The panel asserted in a footnote that the decision was rendered in keeping with Loper Bright, and was not simply the courts accepting the regulatory agency's claims about the law.

However, the Seventh Circuit appeared to readily accept the CFPB's interpretation of the federal lending discrimination law at the heart of the case.

Like Valderrama, the appeals panel did not address the First Amendment claims directly, saying those were not the subject of the appeal. They said Townstone is free to press that defense as the case continues in Chicago federal district court.

The appellate judges further said their decision does not express any conclusions about the merits of Townstone's First Amendment claims or about the CFPB's case against Townstone specifically.

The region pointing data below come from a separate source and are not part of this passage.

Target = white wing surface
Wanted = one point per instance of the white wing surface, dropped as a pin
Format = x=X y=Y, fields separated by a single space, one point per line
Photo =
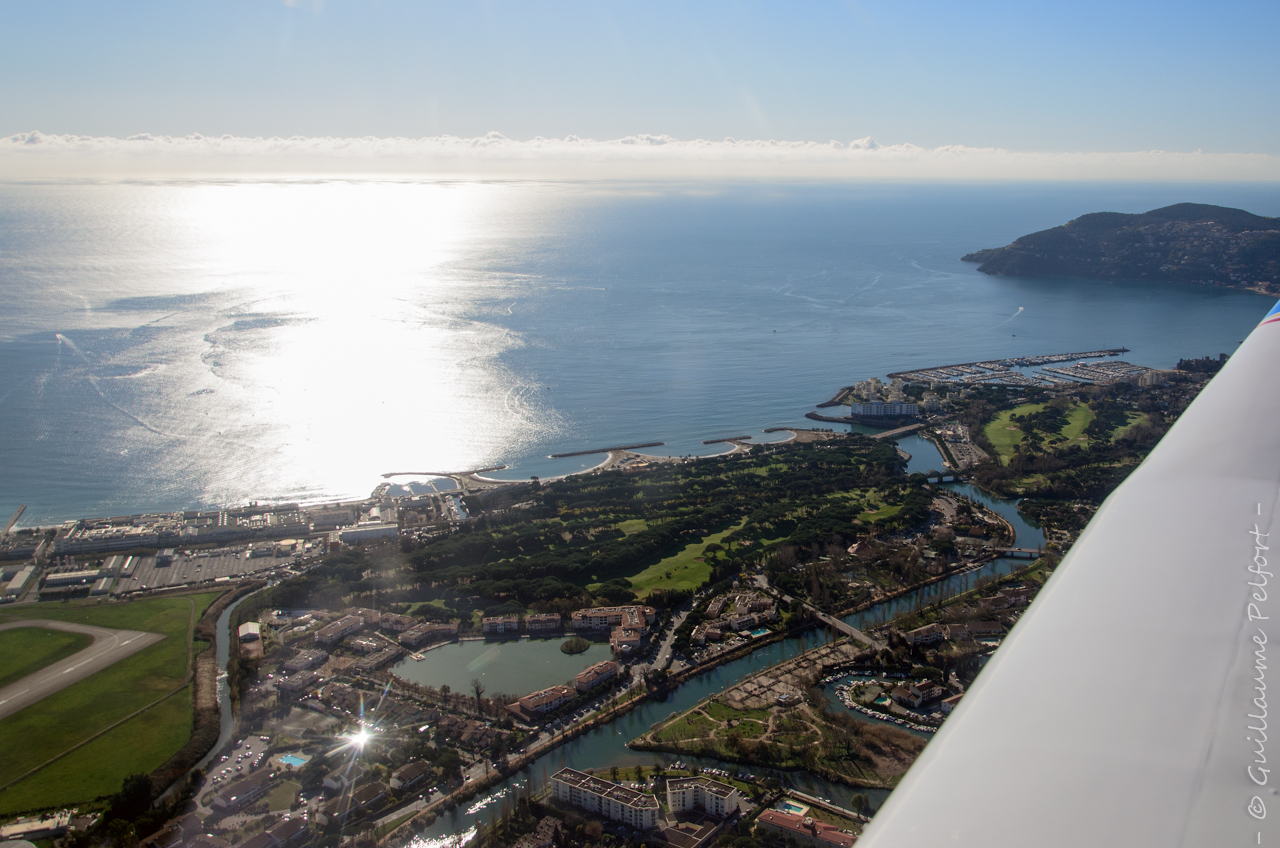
x=1132 y=705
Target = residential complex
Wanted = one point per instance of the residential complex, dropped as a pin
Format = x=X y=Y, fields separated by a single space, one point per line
x=608 y=799
x=712 y=797
x=807 y=831
x=595 y=675
x=548 y=700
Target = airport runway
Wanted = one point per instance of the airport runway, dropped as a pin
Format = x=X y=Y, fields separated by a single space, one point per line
x=108 y=648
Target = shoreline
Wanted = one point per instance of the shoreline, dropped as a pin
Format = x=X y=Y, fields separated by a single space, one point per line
x=461 y=479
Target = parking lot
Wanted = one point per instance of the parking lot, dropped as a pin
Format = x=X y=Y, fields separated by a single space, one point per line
x=199 y=568
x=246 y=756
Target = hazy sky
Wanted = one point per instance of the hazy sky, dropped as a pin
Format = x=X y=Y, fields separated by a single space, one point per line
x=1019 y=76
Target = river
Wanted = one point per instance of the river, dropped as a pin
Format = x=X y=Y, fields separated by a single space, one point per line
x=607 y=747
x=224 y=693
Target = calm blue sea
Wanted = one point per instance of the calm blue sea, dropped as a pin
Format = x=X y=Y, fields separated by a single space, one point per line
x=181 y=345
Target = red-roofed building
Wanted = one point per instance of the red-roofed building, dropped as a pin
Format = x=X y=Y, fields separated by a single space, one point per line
x=807 y=831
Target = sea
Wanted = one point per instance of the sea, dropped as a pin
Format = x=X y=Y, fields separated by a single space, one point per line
x=182 y=345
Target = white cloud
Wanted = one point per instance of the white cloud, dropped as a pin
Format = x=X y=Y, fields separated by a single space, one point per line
x=39 y=155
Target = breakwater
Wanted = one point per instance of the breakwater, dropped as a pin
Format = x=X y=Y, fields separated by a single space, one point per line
x=606 y=450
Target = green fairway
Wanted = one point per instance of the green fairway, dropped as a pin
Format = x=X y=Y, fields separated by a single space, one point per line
x=138 y=746
x=1134 y=419
x=1079 y=418
x=881 y=511
x=71 y=716
x=632 y=525
x=28 y=650
x=1000 y=434
x=681 y=570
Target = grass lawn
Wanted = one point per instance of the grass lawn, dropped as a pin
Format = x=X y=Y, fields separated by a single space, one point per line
x=690 y=725
x=28 y=650
x=681 y=570
x=1077 y=419
x=1005 y=440
x=745 y=729
x=722 y=712
x=1134 y=419
x=880 y=513
x=67 y=717
x=283 y=794
x=137 y=746
x=632 y=525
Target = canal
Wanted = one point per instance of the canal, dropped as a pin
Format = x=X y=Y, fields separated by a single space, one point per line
x=606 y=746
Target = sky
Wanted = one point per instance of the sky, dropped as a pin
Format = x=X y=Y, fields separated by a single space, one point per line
x=1036 y=80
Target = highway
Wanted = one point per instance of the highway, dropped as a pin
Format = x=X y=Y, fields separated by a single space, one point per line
x=108 y=648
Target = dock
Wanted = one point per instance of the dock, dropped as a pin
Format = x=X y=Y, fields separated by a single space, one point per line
x=452 y=474
x=606 y=450
x=13 y=519
x=901 y=431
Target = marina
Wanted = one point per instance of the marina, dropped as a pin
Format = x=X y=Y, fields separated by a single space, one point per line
x=1004 y=372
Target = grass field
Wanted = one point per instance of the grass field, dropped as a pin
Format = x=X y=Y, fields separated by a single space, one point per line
x=632 y=525
x=882 y=511
x=681 y=570
x=67 y=717
x=283 y=794
x=688 y=726
x=1079 y=418
x=1005 y=440
x=28 y=650
x=137 y=746
x=1134 y=419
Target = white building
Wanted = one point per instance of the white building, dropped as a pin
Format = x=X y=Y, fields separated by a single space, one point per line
x=604 y=798
x=712 y=797
x=881 y=409
x=366 y=532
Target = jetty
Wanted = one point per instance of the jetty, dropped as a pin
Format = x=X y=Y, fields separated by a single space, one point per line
x=13 y=519
x=452 y=474
x=606 y=450
x=993 y=366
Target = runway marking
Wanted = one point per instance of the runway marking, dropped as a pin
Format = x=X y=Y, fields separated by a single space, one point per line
x=106 y=650
x=16 y=694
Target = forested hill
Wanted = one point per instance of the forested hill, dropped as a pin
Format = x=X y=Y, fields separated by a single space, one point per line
x=1184 y=242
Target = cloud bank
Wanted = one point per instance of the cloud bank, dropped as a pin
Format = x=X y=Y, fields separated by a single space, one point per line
x=35 y=155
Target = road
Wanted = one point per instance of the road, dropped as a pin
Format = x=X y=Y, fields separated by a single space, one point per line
x=109 y=647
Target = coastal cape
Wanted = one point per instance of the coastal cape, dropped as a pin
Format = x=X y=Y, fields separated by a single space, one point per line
x=1184 y=242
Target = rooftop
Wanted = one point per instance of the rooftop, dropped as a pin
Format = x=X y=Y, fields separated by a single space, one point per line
x=606 y=789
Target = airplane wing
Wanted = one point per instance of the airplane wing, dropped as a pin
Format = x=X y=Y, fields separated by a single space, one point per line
x=1130 y=706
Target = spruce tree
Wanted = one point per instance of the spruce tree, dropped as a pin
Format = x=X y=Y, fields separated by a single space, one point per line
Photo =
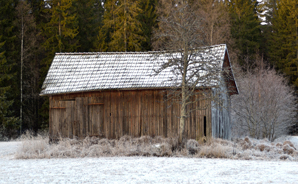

Townstone's attorneys declined to indicate if they may seek to appeal the Seventh Circuit's ruling further and did not address questions from The Record concerning whether they believed the Seventh Circuit panel had adhered correctly to the Loper Bright decision.

In a statement issued following the ruling, Pacific Legal Foundation Senior Attorney Oliver Dunford said:

“We’re disappointed in the decision, which offered only a cursory analysis of the relevant statutes and ignored completely Townstone’s First Amendment arguments. We are considering our options for further review.”